Os sistemas de adjudicação diferem significativamente ao redor do mundo. Todavia, pode-se afirmar que a maioria dos sistemas de adjudicação tem três fases, sendo que as duas primeiras fases compõem a adjudicação administrativa e a terceira fase corresponde à adjudicação judicial. Vejamos.
A primeira fase ou fase da decisão inicial é o primeiro procedimento da agência, que permite ao cidadão a oportunidade formal de apresentar seu caso e eventualmente contestar a decisão da “linha de frente” da agência, mediante um pedido de reconsideração. A decisão inicial pode ser tomada no âmbito de um processo contraditório ou inquisitorial.
Na segunda fase ou fase da revisão administrativa, a decisão inicial pode ser revisada administrativamente, por pessoal de nível superior da mesma agência que tomou a decisão inicial ou por uma agência diferente, em uma ou mais instâncias recursais.

Por sua vez, na terceira fase ou fase da revisão judicial, a decisão inicial ou a decisão revisada pode ser revista pelo Poder Judiciário. A revisão judicial pode ser aberta (quando o cidadão e a agência podem apresentar novas provas e novos argumentos no Poder Judiciário) ou fechada (as partes não podem apresentar novas provas ou novos argumentos). Outrossim, o órgão do Poder Judiciário que faz a revisão judicial pode ter jurisdição generalizada ou ser um órgão especializado.
Cada país escolhe uma dessas três fases para obter um resultado justo e preciso na adjudicação dos benefícios. Isso porque as preocupações com a eficiência exigem essa escolha, na medida em que os recursos são escassos e os países não podem se dar ao luxo de investir recursos igualmente em duas, muito menos nas três fases [1].
Adjudicação do BPC no Brasil
O Benefício de Prestação Continuada (BPC) é um benefício assistencial, no valor de um salário mínimo mensal, garantido à pessoa com deficiência e ao idoso com 65 anos ou mais, que comprovem não possuir meios de prover a própria manutenção, tampouco de tê-la provida por sua família.

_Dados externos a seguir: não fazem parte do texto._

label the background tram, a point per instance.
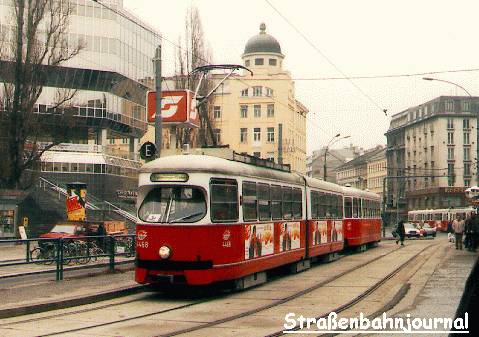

É previsto no artigo 203, inciso V, da Constituição e regulado pela Lei Orgânica da Assistencial (Lei nº 8.742/1993). A gestão do BPC é feita pelo Ministério do Desenvolvimento, Assistência Social e Combate à Fome (MDS), que é responsável pela sua regulação e financiamento. Ou seja, o BPC não é um benefício previdenciário, todavia, sua concessão e manutenção são operacionalizadas pelo Instituto Nacional do Seguro Social (INSS), autarquia vinculada ao Ministério da Previdência.
A primeira fase da adjudicação administrativa inicia-se com o pedido de BPC ao INSS e compreende uma investigação ou instrução feita de forma inquisitorial. Em seguida, é proferida a decisão inicial. Não há pedido de reconsideração contra essa decisão inicial, que encerra então essa fase.
Na segunda fase da adjudicação administrativa, o cidadão pode apresentar recurso administrativo ao Conselho de Recursos da Previdência Social (CRPS), que é um tribunal administrativo fora da estrutura do INSS. O CRPS possui duas instâncias administrativas: a Junta de Recursos (primeira instância) e a Câmara de Julgamento (segunda instância).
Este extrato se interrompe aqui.